Mobilya ve ev rengine uyumlu olanını alırız halının hem de en iyisinden. Alırken de paraya acımayız.
Üzerine bazıları
ayakkabı ile bassa da çoğunluk çorabıyla veya çıplak ayakla basar, gezinir. Üzerinde
oturur, uzanır yatarız.
Her misafir gelmeden
önce elektrikli süpürgeyi çalıştırır, bastıra bastıra bir güzel temizleriz.
Aynı işlemi misafir gittikten sonra da tekrarlarız.
Her süpürüşte dünya
kadar kir çıkar evin hanımına göre. Aslında kir denen tüyüdür. O tüyler rahatsız
eder evin içişleri bakanını.
Misafirin gelip
gitmesiyle kurtulamaz halı. Haftalık rutin elektrikli süpürge açılır. Bir
baştan diğer başa tüm odalar yeniden temizlenir. Üzerindeki tüyler kişinin
sakalını çeker gibi makineye çektirilir.
Haftalık temizliğin
yanında bir de yazlık ve kışlık temizlik vardır.
Temizlemenin dışında,
kazara üzerine çay dökülürse, eline geçen ne kadar bez varsa, çayın sarısı
geçmesin diye envaiçeşit sabunla yıkanır ve silinir. Sana göre çay sarısı falan
kalmasa da evin hanımına göre çayın sarısı çıkmaz. Üstelik diğer taraflara
da yayılmıştır çayın sarısı.
Çaresiz yıkamacıya
verilecektir. Nasılsa metrekaresini bilmem kaç paraya yıkıyorlar, evinden alıp
evine getiriyorlar.
Çayın döküldüğü halı yıkamacıya
verilecekse, diğerleri de kirlenmiştir. Bunlar da yıkamacıya
verilmelidir. Metre karesi bilmem kaç liradan halı yıkamacıya bayılırsın.
Daha yeni yıkandı denmez.
Yine misafir gelmeden önce misafir gittikten sonra haftalık ve yıllık halılar iyi
tüy çekici makineyle aldırılır. Makinen iyi tüy çekici değilse, boynunun borcudur
iyi tüy çeken elektrikli süpürgeyi almak.

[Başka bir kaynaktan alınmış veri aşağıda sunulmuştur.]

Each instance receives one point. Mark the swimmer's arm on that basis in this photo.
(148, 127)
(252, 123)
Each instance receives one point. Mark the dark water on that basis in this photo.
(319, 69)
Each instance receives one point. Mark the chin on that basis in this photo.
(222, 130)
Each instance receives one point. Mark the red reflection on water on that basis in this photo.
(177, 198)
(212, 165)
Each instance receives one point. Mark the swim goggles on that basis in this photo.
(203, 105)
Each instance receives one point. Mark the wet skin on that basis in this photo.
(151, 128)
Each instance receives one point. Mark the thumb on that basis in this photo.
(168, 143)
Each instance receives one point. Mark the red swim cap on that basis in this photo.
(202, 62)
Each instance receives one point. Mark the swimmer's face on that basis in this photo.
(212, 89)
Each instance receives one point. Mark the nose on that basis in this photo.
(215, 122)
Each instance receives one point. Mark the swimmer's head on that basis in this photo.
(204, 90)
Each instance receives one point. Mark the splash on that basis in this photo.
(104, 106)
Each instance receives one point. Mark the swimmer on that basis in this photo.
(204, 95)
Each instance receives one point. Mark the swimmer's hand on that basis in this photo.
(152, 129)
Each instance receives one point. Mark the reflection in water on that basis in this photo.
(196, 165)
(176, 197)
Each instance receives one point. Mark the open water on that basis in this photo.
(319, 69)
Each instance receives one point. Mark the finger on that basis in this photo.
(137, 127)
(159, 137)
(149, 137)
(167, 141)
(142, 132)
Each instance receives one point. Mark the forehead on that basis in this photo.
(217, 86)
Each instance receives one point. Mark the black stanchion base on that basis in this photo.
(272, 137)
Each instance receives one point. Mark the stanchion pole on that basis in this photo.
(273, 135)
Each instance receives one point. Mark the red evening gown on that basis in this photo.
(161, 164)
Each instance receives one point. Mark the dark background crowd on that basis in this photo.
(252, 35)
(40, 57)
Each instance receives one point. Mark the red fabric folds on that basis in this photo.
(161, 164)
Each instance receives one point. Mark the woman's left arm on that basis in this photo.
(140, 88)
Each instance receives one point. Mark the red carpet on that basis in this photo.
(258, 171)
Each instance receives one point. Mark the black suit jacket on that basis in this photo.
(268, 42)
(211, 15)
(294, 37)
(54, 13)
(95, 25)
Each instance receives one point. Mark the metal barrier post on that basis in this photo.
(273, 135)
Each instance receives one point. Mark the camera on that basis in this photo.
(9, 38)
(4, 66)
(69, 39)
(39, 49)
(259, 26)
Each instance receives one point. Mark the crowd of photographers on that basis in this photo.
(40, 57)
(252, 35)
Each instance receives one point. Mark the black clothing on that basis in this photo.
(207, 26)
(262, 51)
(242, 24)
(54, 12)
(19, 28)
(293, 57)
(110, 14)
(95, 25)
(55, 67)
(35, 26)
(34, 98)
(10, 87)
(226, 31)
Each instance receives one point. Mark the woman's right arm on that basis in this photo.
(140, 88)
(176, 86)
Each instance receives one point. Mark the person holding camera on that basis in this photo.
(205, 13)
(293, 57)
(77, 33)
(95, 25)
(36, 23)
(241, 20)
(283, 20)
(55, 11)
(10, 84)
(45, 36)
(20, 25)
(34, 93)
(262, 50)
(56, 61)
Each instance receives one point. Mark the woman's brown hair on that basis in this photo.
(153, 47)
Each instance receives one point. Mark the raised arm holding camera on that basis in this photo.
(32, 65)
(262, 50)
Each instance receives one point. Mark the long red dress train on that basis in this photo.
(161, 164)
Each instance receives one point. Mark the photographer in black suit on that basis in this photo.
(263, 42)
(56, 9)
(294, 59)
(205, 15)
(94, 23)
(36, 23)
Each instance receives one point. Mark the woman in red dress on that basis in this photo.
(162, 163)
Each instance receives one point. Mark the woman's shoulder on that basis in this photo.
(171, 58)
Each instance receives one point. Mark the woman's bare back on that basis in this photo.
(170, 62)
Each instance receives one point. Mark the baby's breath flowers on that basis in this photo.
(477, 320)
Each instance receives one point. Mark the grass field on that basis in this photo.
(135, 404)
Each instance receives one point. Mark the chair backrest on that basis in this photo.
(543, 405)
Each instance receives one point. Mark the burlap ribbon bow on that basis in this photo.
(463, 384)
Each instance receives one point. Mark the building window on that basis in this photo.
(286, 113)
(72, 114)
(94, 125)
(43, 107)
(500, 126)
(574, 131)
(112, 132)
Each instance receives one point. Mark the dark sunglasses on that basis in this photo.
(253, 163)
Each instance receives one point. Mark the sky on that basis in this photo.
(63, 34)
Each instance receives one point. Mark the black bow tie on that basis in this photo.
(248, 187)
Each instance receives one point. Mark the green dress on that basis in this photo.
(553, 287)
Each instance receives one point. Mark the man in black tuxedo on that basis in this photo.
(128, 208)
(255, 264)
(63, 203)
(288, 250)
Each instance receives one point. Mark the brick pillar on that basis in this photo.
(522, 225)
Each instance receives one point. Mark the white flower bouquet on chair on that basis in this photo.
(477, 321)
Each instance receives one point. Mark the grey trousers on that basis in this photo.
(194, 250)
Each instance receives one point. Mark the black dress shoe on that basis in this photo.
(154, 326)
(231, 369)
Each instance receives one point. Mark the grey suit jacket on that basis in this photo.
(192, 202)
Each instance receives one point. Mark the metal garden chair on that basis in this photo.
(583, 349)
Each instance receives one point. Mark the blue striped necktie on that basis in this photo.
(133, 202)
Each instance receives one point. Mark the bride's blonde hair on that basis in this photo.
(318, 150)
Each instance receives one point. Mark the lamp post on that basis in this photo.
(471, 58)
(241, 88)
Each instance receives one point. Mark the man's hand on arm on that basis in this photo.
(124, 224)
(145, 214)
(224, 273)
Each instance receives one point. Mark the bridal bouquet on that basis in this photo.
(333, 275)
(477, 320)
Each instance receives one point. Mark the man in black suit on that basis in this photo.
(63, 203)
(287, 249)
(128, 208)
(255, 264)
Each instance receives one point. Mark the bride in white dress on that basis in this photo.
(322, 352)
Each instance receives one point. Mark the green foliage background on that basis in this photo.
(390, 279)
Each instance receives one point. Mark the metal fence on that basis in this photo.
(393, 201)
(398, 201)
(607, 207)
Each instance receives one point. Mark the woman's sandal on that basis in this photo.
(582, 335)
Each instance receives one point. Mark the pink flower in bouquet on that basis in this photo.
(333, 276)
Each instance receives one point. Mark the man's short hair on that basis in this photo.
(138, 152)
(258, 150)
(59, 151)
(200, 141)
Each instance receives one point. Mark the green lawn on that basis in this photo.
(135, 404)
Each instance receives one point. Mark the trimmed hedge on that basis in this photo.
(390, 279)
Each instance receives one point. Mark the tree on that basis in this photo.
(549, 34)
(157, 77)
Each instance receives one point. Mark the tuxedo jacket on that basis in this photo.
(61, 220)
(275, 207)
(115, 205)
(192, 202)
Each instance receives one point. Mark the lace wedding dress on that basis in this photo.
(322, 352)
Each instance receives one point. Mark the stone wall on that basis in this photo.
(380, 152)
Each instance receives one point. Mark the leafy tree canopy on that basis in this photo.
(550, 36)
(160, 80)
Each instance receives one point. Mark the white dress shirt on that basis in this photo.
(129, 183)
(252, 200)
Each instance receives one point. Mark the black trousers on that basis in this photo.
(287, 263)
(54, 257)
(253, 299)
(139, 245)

Gel zaman git zaman süpüre
süpüre halının üzerinde tüy kalmaz. Dün tüyden şikayetçi olan evin içişleri bakanı
bu sefer halının tüysüzlüğünden şikayetçi olmaya başlar. Öyle ya halı dediğinin
tüyü olur, her süpürüşte de dünya kadar tüy çıkıp makinenin torbasını tüyle doldurmalıdır.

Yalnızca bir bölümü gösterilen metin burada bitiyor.